Drones in 2023 are where trenches were in 1914. There are a lot of them. They are getting more numerous by the day. They are defining the nature of combat. And no one knows how to stop them. Current levels of anti-drone equipment, whether that’s specially designed guns or electronic warfare, are patently unable to put a dent in what’s happening at the front in Ukraine.
FPV drones are playing a huge role in making every potential advance into a nightmare.
Yes, minefields certainly played a role in stopping Ukraine from making a genuine breakthrough along the southern front. So did artillery. But that’s only because those minefields were backed by ubiquitous surveillance drones guiding both FPV drones and artillery strikes.
It doesn’t matter whose strategy you use. Russian meat waves, Western combined arms, or Ukraine’s something-in-between: Any effort to break through right now is at the mercy of hundreds, if not thousands, of FPV drones swarming every moment like nightmare hornets.
Someone will figure this out. We can only hope it’s Ukraine.
Here we are again in Avdiivka with a map from Deep State that looks very much like the last Deep State map we saw of this area over a week ago.
Looks are deceiving in this case. In fact, they are deceiving for a couple of reasons.

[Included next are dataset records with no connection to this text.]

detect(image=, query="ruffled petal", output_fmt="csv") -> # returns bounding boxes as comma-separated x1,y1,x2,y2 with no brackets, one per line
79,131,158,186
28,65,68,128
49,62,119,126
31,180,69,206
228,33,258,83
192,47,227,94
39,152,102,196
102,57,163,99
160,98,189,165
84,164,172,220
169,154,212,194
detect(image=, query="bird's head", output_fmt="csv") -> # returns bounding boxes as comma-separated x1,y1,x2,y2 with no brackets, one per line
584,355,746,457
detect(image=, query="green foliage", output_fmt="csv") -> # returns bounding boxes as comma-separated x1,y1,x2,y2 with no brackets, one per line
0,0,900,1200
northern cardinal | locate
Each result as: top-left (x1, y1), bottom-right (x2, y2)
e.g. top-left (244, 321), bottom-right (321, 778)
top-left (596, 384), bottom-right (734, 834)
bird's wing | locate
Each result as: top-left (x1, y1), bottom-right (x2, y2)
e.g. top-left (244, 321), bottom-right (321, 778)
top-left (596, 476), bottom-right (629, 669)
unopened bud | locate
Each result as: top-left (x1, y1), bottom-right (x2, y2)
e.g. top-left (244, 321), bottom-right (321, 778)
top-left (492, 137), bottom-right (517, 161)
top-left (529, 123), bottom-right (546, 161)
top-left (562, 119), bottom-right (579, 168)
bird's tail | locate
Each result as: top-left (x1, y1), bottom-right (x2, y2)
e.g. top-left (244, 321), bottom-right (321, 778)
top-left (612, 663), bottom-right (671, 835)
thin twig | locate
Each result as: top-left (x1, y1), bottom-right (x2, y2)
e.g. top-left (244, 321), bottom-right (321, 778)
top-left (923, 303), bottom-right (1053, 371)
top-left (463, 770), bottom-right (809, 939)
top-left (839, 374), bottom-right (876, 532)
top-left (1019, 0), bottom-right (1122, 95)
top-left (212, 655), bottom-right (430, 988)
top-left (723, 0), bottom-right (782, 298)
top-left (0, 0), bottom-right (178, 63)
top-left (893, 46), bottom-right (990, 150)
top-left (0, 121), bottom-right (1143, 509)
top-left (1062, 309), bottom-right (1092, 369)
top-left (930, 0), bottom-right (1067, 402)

Since the last time we visited Avdiivka, Ukraine has pushed across those rail lines east of Stepove (top center in this map) and threatened a concentration of Russian forces in that area. Then Russia spilled back across the rail line at three points, capturing most of Stepove and driving about half a kilometer out into the fields to the south. Then Ukraine came back and pushed Russia back again. And that’s the second deceptive thing because as far as I’m aware, Ukraine’s position at the moment is much better than this map reflects. Ukrainian forces surged through Stepove and those empty fields, driving Russia back across the rails at the north end, liberating most of the remains of Stepove village, and largely clearing the wooded areas on the flanks of the rails.
What may be more surprising is that they did this not with FPV drones, not with liberal use of artillery, and not with the kind of small unit infantry tactics we’ve seen frequently in this area. Most accounts of Ukraine’s advance in this area single out just one type of vehicle.
In the past few weeks, there has been increasing praise for the Bradley from Ukrainian sources. Unlike Western tanks, which have sometimes been magnets for Russian drones and artillery as soon as they appear on the scene, the Bradleys have been agile, effective, and done a fantastic job of protecting their crews.
And don’t forget, they’re also great on the inside. (A definite warning for those who watch this video to the end.)
The U.S. happens to have a lot more Bradleys available (an estimated 2,000 in storage). If only we could send them.